When Ari swallowed this new bout of tears, he looked back up to find Stan hovering closer.
“You're going to get angry. You're going to turn that misery into hellfire, and rain it down upon all who obstruct your path forward. Our path forward.”
Ari stared even as his lip began to quiver. His chest heaved unevenly as he stared, too anxious to break eye contact, but quickly losing control again. He was sure, in this moment, that Stan found his shadow especially easy to inhabit. “Thanks for being nice,” was all Ari could think to say, as another tear snaked down to his chin.
Stan's expression resembled a grimace, but his words were quiet. Ari might have even considered them as close to gentle as Stan might ever get. “I am not being nice. I am commanding you to obey, as your lord and master.”
Ari swallowed, closing his eyes to push a few more pesky tears out. “You didn't have to. You could have just left me alone.”
That seemed to bid Stan pause. “Even a terrifying and malevolent Evil King such as myself is obligated to guide his servants when they are lost.”
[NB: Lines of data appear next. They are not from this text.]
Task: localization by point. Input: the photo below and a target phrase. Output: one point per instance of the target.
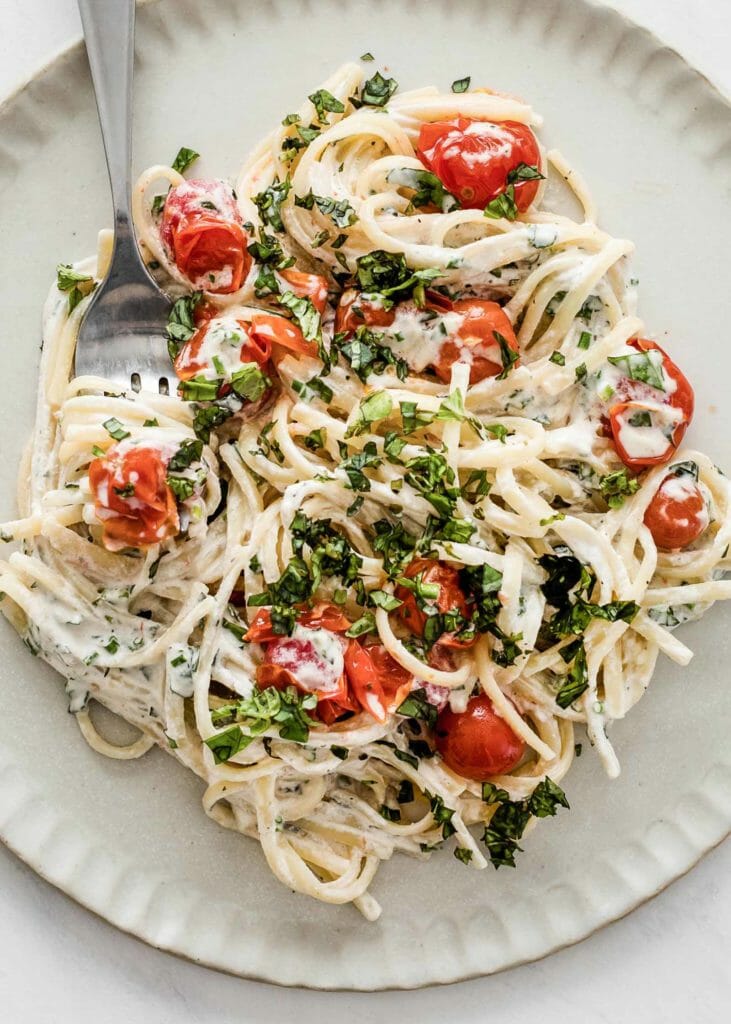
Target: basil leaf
(183, 159)
(115, 429)
(377, 90)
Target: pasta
(418, 510)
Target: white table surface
(667, 963)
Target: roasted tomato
(473, 159)
(377, 681)
(278, 332)
(203, 232)
(477, 742)
(449, 598)
(346, 676)
(648, 423)
(678, 513)
(224, 339)
(476, 341)
(132, 499)
(356, 309)
(307, 286)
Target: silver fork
(122, 336)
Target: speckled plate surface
(130, 841)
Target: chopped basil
(325, 101)
(503, 205)
(640, 367)
(377, 90)
(183, 159)
(576, 680)
(315, 439)
(508, 823)
(76, 284)
(382, 599)
(340, 211)
(269, 203)
(367, 624)
(115, 429)
(188, 453)
(616, 486)
(461, 84)
(287, 710)
(181, 322)
(366, 354)
(313, 388)
(507, 354)
(524, 172)
(371, 410)
(417, 706)
(428, 189)
(585, 340)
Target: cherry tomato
(473, 159)
(377, 681)
(132, 499)
(202, 230)
(189, 360)
(450, 598)
(637, 397)
(307, 286)
(475, 340)
(277, 331)
(355, 309)
(477, 742)
(678, 514)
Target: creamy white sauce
(223, 341)
(417, 335)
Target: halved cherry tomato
(473, 159)
(476, 340)
(356, 309)
(273, 330)
(307, 286)
(450, 598)
(477, 742)
(132, 499)
(377, 681)
(636, 395)
(189, 364)
(202, 229)
(678, 514)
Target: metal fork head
(122, 335)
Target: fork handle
(109, 32)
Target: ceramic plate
(130, 840)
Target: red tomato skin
(450, 597)
(203, 241)
(355, 310)
(482, 317)
(148, 516)
(473, 159)
(676, 522)
(682, 398)
(307, 286)
(477, 743)
(377, 681)
(280, 332)
(254, 349)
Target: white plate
(130, 841)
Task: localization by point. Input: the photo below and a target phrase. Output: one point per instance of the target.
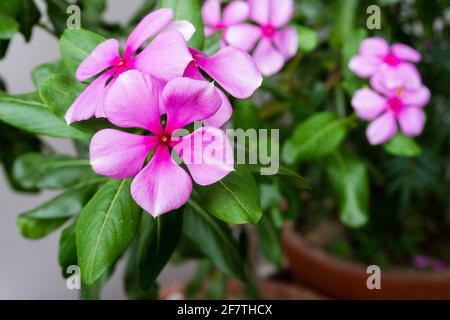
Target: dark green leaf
(105, 228)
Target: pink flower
(390, 64)
(164, 58)
(161, 185)
(234, 70)
(401, 104)
(277, 44)
(234, 13)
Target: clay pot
(314, 268)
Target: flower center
(392, 60)
(395, 104)
(268, 31)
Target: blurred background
(29, 269)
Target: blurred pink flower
(234, 70)
(164, 58)
(162, 185)
(392, 105)
(277, 42)
(390, 64)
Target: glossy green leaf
(314, 138)
(105, 228)
(403, 146)
(35, 170)
(157, 241)
(189, 10)
(234, 199)
(35, 118)
(349, 179)
(213, 238)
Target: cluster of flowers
(260, 26)
(397, 93)
(159, 88)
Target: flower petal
(286, 41)
(187, 100)
(208, 154)
(260, 11)
(223, 114)
(374, 46)
(368, 104)
(236, 12)
(364, 66)
(211, 13)
(234, 70)
(382, 129)
(412, 121)
(281, 12)
(132, 102)
(166, 57)
(268, 59)
(406, 53)
(418, 98)
(147, 28)
(90, 101)
(118, 154)
(162, 186)
(103, 56)
(243, 36)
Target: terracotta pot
(270, 289)
(340, 279)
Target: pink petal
(281, 12)
(211, 13)
(103, 56)
(418, 98)
(368, 104)
(260, 11)
(223, 114)
(187, 101)
(406, 53)
(208, 154)
(268, 59)
(147, 28)
(132, 102)
(375, 46)
(382, 129)
(364, 66)
(243, 36)
(118, 154)
(234, 70)
(162, 186)
(287, 42)
(166, 57)
(412, 121)
(236, 12)
(90, 101)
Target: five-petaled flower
(165, 58)
(162, 185)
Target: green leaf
(314, 138)
(403, 146)
(189, 10)
(105, 228)
(48, 217)
(8, 27)
(234, 199)
(157, 241)
(35, 170)
(213, 238)
(35, 118)
(308, 38)
(350, 181)
(75, 45)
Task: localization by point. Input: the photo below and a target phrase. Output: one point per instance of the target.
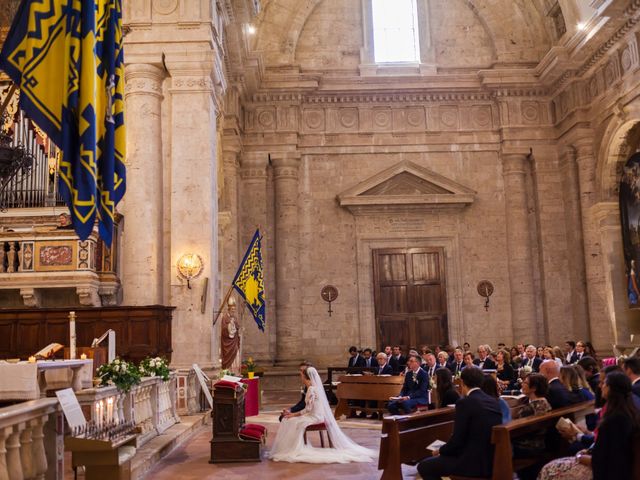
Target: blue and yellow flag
(66, 57)
(249, 280)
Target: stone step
(162, 445)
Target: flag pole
(224, 302)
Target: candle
(110, 409)
(72, 335)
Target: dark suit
(416, 391)
(488, 364)
(398, 364)
(534, 364)
(356, 361)
(469, 452)
(558, 395)
(386, 370)
(455, 367)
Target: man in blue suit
(414, 389)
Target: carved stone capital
(514, 164)
(143, 79)
(88, 296)
(254, 165)
(31, 297)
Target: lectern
(227, 444)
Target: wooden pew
(366, 387)
(404, 439)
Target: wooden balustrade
(151, 404)
(31, 441)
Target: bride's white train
(289, 444)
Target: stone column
(523, 307)
(575, 245)
(193, 225)
(599, 334)
(620, 316)
(253, 214)
(231, 258)
(288, 301)
(142, 207)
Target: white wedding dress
(289, 444)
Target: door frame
(365, 282)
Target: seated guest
(468, 359)
(631, 367)
(570, 379)
(490, 387)
(369, 361)
(483, 361)
(302, 403)
(397, 361)
(355, 359)
(557, 395)
(611, 456)
(590, 367)
(504, 371)
(414, 389)
(443, 359)
(383, 365)
(530, 359)
(469, 451)
(447, 394)
(430, 365)
(457, 365)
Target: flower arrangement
(154, 367)
(120, 373)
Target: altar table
(252, 396)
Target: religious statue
(230, 338)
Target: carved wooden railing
(151, 405)
(31, 441)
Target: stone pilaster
(575, 244)
(253, 214)
(620, 316)
(142, 207)
(288, 294)
(523, 307)
(193, 226)
(599, 334)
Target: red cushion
(225, 384)
(316, 427)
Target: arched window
(395, 31)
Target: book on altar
(49, 350)
(435, 445)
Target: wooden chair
(318, 427)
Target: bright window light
(395, 31)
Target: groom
(302, 403)
(414, 389)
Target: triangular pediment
(404, 186)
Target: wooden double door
(410, 297)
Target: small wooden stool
(318, 427)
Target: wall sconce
(190, 266)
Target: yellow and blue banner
(249, 280)
(66, 57)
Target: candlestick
(72, 335)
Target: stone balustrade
(151, 404)
(31, 441)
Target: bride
(289, 445)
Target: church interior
(430, 177)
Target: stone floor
(191, 461)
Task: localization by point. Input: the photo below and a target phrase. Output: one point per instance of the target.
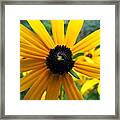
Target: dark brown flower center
(59, 60)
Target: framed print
(60, 59)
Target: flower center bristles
(59, 60)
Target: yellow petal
(39, 28)
(89, 60)
(27, 36)
(53, 88)
(33, 88)
(88, 85)
(79, 62)
(58, 31)
(43, 96)
(42, 86)
(30, 78)
(87, 68)
(97, 59)
(97, 52)
(33, 49)
(73, 29)
(87, 43)
(98, 89)
(70, 88)
(27, 54)
(87, 73)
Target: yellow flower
(93, 56)
(49, 59)
(89, 85)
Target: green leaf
(77, 55)
(22, 94)
(74, 74)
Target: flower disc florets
(59, 60)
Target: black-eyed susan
(49, 59)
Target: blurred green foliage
(89, 26)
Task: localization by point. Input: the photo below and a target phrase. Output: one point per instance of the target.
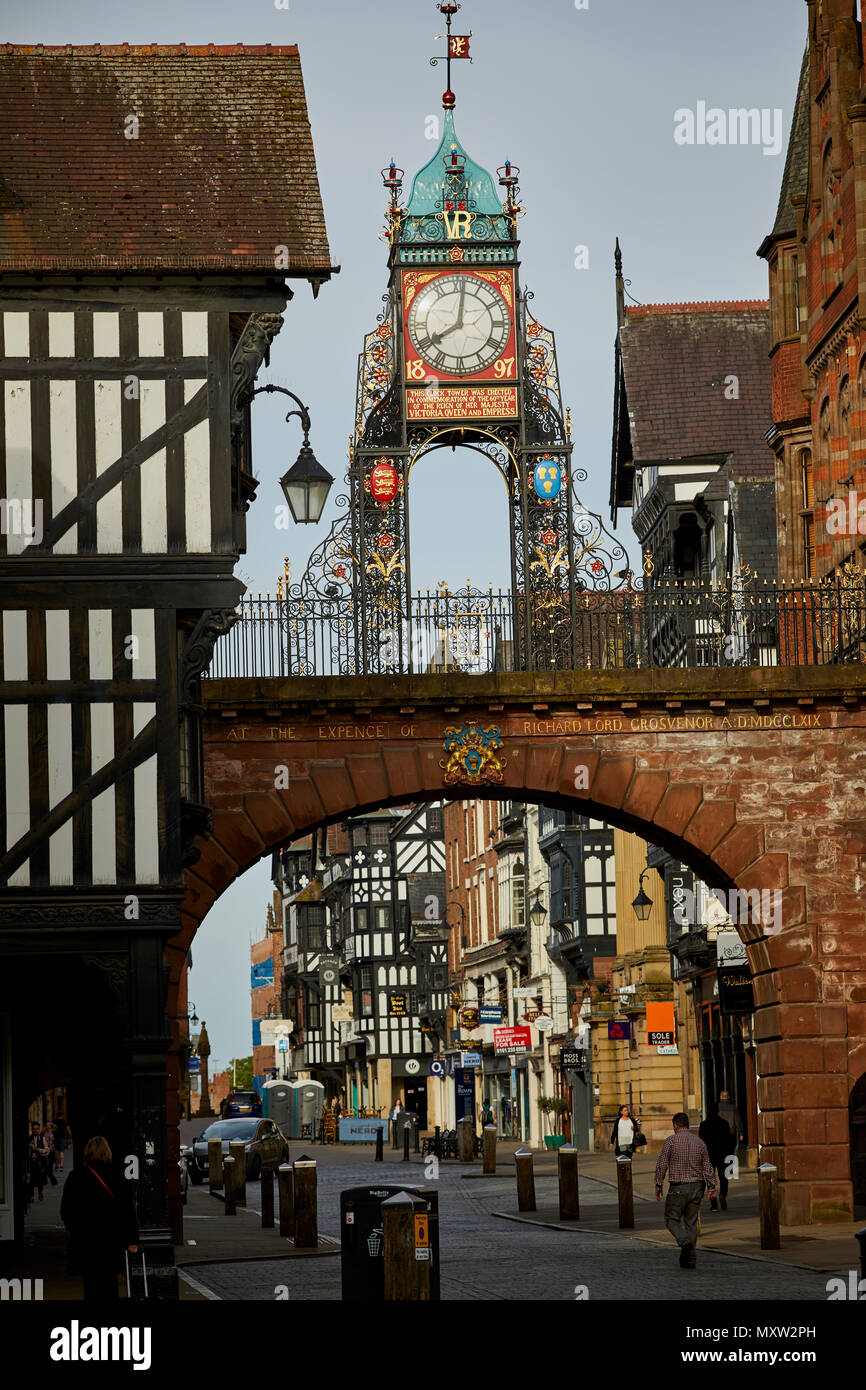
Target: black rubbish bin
(362, 1244)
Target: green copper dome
(453, 182)
(427, 185)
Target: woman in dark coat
(99, 1214)
(624, 1133)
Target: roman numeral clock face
(459, 324)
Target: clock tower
(459, 360)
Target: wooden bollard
(405, 1232)
(489, 1148)
(238, 1151)
(306, 1205)
(526, 1180)
(624, 1191)
(214, 1164)
(768, 1204)
(287, 1200)
(267, 1198)
(569, 1190)
(228, 1180)
(466, 1140)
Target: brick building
(816, 259)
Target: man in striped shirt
(687, 1162)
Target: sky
(588, 103)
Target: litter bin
(362, 1244)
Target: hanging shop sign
(512, 1040)
(736, 993)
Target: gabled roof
(153, 157)
(692, 380)
(795, 175)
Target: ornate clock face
(459, 324)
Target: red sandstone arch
(731, 806)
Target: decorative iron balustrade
(474, 630)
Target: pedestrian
(716, 1134)
(624, 1133)
(63, 1136)
(36, 1157)
(47, 1148)
(729, 1112)
(687, 1164)
(99, 1215)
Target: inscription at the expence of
(553, 727)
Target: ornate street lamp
(306, 485)
(537, 911)
(642, 904)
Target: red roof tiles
(218, 175)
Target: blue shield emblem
(548, 480)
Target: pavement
(488, 1250)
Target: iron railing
(471, 630)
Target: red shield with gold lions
(384, 483)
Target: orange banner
(463, 403)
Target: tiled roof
(679, 366)
(218, 177)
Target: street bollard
(768, 1205)
(287, 1200)
(489, 1148)
(306, 1205)
(267, 1198)
(569, 1189)
(406, 1248)
(526, 1180)
(624, 1191)
(214, 1164)
(466, 1140)
(228, 1182)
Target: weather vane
(458, 47)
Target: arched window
(806, 502)
(833, 231)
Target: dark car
(266, 1146)
(242, 1102)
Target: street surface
(484, 1257)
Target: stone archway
(754, 791)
“That sounds more like a god to me.”
Stan made an irritated sound. “I expect you to be in a better mood the next time you try for that kind of flattery. Now if you must cry, do so more quietly! There's no need to wake up the whole forest.”
Ari nodded, offering a reflexive “Sorry.”
“For the sake of your already unremarkable reputation, we'll keep this between us. As usual.”
Silence fell. Ari dropped his face into his hands again. The tears didn't stop, but his throat didn't burn quite so much, and his breathing regularized before long. But despair worked in cycles, and Ari wasn't done stewing in his yet. At one point, he thought he saw a shadow descend from his left, but it either receded quickly, or hadn't been there at all. When his breathing again grew labored, he whimpered foolishly into the empty air, “Thanks.”